D’abord, quelle est la réalité sur le terrain ? “Si la France n’était pas intervenue, si nos soldats n’avaient pas commencé à séparer les belligérants et à désarmer les bandes, les massacres, les carnages, en ce moment même, continueraient”, a déclaré François Hollande. Quelle hypocrisie ! Quel cynisme ! Le président a même eu le culot d’ajouter devant les cercueils des premiers soldats français, deux jeunes paras tués lors d’un “accrochage” près de l’aéroport de Bangui, face aux familles des victimes: “En cinq jours, ils (y) sont parvenus au-delà même de ce que nous pouvions espérer” ! Même si François Hollande plastronne dans son costume de chef de guerre que “l’honneur de la France était de s’engager sans la moindre hésitation” pour soi-disant “mettre fin à des crimes contre l’humanité”, ce nouveau déploiement militaire de l’impérialisme français n’a nullement mis un terme au chaos, aux massacres et aux atrocités de part et d’autre. En fait, depuis le lancement de “l’opération Sangaris” et l’arrivée des nouvelles forces françaises dans le pays, portant ses effectifs à 1600 hommes, avec l’aval d’une résolution du Conseil de sécurité de l’Onu, les combats et violences entre milices chrétiennes et ex-rebelles musulmans, au pouvoir depuis le mois de mars, non seulement perdurent mais se sont intensifiés en Centrafrique. Depuis lors, ils ont fait plus de 600 morts et provoqué le déplacement de 159 000 personnes supplémentaires (soit 710 000 au total). Le ministre français de la Défense Jean-Yves Le Drian a lui-même dû admettre que, depuis l’arrivée des nouvelles troupes d’intervention, “la spirale de l’affrontement s’est brutalement aggravée, ajoutant à la crise sécuritaire les prémices d’une crise humanitaire.” Fuyant les violences à Bangui, environ 45 000 personnes s’entassent près de l’aéroport dans des conditions d’hygiène dramatiques.
Mais, au-delà de ces faits, il s’agit de masquer que l’État français est directement responsable du déchaînement de la barbarie et n’a cessé de l’attiser pour assurer la sordide défense de ses propres intérêts impérialistes.
Quelles sont les vraies raisons de ces interventions militaires ?

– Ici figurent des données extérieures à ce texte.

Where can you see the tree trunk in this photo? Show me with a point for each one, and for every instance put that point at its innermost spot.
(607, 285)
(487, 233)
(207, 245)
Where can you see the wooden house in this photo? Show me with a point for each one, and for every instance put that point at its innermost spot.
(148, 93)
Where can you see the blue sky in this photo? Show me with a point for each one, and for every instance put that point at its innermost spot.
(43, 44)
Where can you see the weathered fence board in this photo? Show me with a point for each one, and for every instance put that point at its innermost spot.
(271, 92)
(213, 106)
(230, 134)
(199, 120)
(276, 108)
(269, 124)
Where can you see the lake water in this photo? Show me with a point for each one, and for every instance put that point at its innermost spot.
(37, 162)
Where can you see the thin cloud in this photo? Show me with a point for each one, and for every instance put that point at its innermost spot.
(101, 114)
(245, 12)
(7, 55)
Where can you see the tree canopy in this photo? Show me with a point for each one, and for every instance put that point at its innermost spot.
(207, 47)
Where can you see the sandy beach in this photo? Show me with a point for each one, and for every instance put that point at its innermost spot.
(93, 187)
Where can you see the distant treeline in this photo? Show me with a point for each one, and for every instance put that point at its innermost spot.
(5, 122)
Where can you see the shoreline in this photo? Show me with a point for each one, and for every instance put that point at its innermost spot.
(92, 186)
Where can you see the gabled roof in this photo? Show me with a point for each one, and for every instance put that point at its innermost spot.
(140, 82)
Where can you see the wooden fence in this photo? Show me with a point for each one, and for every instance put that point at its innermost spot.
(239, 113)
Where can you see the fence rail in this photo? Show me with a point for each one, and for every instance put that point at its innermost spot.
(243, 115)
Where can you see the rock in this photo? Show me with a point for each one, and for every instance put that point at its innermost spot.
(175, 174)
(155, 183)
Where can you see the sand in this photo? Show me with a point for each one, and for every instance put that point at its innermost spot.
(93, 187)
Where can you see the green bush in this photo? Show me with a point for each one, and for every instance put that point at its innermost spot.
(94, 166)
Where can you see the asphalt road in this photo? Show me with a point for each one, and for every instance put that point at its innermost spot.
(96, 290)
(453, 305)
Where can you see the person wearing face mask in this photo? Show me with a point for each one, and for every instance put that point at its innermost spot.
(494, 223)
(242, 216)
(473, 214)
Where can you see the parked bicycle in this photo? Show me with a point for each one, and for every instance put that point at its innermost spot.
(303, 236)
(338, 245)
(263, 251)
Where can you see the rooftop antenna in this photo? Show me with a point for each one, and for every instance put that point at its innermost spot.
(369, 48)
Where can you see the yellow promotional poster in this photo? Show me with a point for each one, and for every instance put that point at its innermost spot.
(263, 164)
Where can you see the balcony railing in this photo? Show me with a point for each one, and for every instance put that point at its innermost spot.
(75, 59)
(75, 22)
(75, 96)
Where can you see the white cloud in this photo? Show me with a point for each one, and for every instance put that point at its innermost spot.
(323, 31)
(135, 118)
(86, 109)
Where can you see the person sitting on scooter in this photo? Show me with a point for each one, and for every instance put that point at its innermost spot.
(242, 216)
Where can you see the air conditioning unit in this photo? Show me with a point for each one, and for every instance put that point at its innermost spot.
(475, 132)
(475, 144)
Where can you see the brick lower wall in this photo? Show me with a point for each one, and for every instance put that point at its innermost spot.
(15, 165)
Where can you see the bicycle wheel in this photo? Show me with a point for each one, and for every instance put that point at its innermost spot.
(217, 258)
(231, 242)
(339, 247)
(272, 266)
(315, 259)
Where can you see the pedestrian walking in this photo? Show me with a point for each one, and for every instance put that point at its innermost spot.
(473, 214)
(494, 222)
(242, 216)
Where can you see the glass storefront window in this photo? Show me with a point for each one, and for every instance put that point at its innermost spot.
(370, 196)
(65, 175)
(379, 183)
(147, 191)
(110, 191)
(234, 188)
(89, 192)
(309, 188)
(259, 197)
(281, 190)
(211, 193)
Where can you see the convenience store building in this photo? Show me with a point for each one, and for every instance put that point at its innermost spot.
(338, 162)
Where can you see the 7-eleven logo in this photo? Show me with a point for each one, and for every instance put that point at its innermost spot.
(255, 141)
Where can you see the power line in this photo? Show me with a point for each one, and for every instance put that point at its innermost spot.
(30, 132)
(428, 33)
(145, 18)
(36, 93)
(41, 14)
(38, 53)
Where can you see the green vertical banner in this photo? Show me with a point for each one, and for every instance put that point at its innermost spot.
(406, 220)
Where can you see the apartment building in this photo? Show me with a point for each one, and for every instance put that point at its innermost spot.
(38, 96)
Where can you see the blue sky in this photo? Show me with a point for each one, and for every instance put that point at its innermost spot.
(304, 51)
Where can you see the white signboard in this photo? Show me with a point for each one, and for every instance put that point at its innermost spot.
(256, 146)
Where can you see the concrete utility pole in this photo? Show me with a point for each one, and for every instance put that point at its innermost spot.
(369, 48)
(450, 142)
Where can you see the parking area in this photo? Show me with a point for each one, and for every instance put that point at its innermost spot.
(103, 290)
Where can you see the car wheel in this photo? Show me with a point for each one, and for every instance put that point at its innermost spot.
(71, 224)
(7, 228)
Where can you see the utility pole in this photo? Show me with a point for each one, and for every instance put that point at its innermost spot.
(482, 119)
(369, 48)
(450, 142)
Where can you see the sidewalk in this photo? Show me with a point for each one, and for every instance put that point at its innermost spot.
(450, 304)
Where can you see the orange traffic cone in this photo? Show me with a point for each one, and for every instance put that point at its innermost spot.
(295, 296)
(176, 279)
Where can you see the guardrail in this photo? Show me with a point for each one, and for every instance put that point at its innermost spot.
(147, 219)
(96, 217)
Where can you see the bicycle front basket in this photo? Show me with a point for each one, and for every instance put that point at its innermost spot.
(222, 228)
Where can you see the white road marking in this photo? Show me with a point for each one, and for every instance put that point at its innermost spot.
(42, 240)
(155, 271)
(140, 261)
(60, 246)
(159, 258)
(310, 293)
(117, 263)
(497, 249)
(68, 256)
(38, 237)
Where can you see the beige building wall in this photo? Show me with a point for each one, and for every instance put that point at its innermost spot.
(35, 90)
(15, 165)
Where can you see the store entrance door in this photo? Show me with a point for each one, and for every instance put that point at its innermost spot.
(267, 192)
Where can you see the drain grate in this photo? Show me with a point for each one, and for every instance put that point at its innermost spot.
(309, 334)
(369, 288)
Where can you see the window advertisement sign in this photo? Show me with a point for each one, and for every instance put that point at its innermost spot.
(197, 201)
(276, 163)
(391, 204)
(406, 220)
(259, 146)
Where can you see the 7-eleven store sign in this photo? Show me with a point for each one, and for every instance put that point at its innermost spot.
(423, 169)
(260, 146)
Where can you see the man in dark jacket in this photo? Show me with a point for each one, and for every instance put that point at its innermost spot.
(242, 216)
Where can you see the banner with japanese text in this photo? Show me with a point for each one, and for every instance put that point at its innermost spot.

Elles s’inscrivent tout d’abord dans une politique de froid calcul visant à préserver les bases et les positions géostratégiques menacées de la France sur le sol africain. Le nouveau Livre blanc français sur la défense, sorti en mai dernier, avait déjà montré un revirement dans la “politique africaine” de l’État français: plus question de fermer les bases militaires tricolores en Afrique ! Mais on y rappelait que “les accords passés avec certains pays africains offrent à nos forces armées des facilités d’anticipation et de réaction à travers plusieurs implantations.” Le processus de désengagement, entamé sous le gouvernement de M. Lionel Jospin (au niveau des effectifs), puis élargi lors de la présidence Sarkozy (révision des accords de défense, fermeture de certaines bases en Afrique) a été de fait suspendu sous la présidence Hollande, au nom des nouvelles menaces “terroristes” dans le Sahel.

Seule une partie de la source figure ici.